How Cubs schedule impacted if owners cancel April originally appeared on NBC Sports Chicago

Cancel the first month of games this season?

Say it ain’t Soler!

But that’s exactly what baseball’s owners and their commissioner signaled their willingness to do Monday, according to multiple reports — apparently (conveniently?) forgetting how “disastrous” commissioner Rob Manfred said losing regular-season games would be just two weeks ago.

Assuming a delay to the season would last only that mere month before a labor agreement could be reached in time to start in May — a big assumption once games start falling off the schedule — that could mean an unheard-of Cubs-White Sox Opening Day at Wrigley Field on May 3.

Whether that would cause the kind of stir and excitement it sounds like also assumes, in turn, that fans still give a rat’s ass enough to give owners any of their hard-earned money for a ticket at that point.

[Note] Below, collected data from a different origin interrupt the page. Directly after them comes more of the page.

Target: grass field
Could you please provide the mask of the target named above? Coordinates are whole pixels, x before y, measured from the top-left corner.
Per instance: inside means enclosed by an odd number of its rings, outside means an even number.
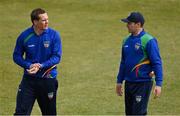
[[[151,96],[148,112],[180,114],[179,0],[0,0],[0,115],[14,113],[22,69],[13,63],[12,53],[37,7],[47,10],[50,27],[62,37],[59,115],[124,114],[124,98],[115,94],[115,85],[121,42],[128,32],[119,20],[131,11],[144,14],[145,30],[157,37],[163,59],[162,96]],[[41,114],[37,104],[32,114]]]

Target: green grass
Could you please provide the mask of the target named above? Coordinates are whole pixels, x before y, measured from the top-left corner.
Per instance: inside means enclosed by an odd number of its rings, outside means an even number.
[[[180,114],[179,0],[1,0],[0,115],[14,113],[22,69],[13,63],[12,53],[17,36],[31,26],[29,14],[36,7],[47,10],[50,27],[62,37],[58,114],[124,114],[124,98],[116,96],[115,82],[128,32],[119,20],[131,11],[144,14],[145,29],[157,37],[163,59],[162,96],[151,96],[149,114]],[[37,104],[32,114],[41,114]]]

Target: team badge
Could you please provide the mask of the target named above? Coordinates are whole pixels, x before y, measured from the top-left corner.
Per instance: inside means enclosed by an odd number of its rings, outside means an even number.
[[[135,44],[135,49],[138,50],[140,48],[141,44],[140,43],[136,43]]]
[[[50,41],[44,41],[44,47],[45,47],[45,48],[48,48],[48,47],[49,47],[49,44],[50,44]]]
[[[137,102],[137,103],[141,102],[141,100],[142,100],[142,97],[141,97],[141,96],[136,96],[136,102]]]
[[[48,98],[49,98],[49,99],[52,99],[53,96],[54,96],[54,93],[53,93],[53,92],[48,93]]]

May 3 actually is the second scheduled game in May for the Cubs, with a series finale in Milwaukee scheduled March 1 ahead of an off day.

If today’s deadline passes and MLB’s reported threat wipes out exactly the 27 games games from March 31 through April, here’s what that means for the Cubs:

  • No April look in Atlanta at the defending World Series champ, which probably also means no look in April at former Cub Jorge Soler, the World Series MVP expected by many to re-sign with the Atlanta Braves as a free agent after the lockout.
  • In all, the Cubs would lose 14 games against 2021 playoff teams, including six against an NL Central-champion Brewers team that owned the Cubs last year (going 15-4 against the North Siders).
  • That includes the only series at Wrigley against AL power Tampa Bay, April 18-20.
  • On the other hand, the softest looking road trip of the season — six games in Pittsburgh and Colorado (April 12-17) also gets lost, along with four more games against the woeful Pirates and three against the weakened Reds.

Advantage Cubs? Disadvantage Cubs?

Who knows?

The two bigger questions at that point will be:

How many games can we even count on after April?

And: How many fans will care enough to be paying attention by then.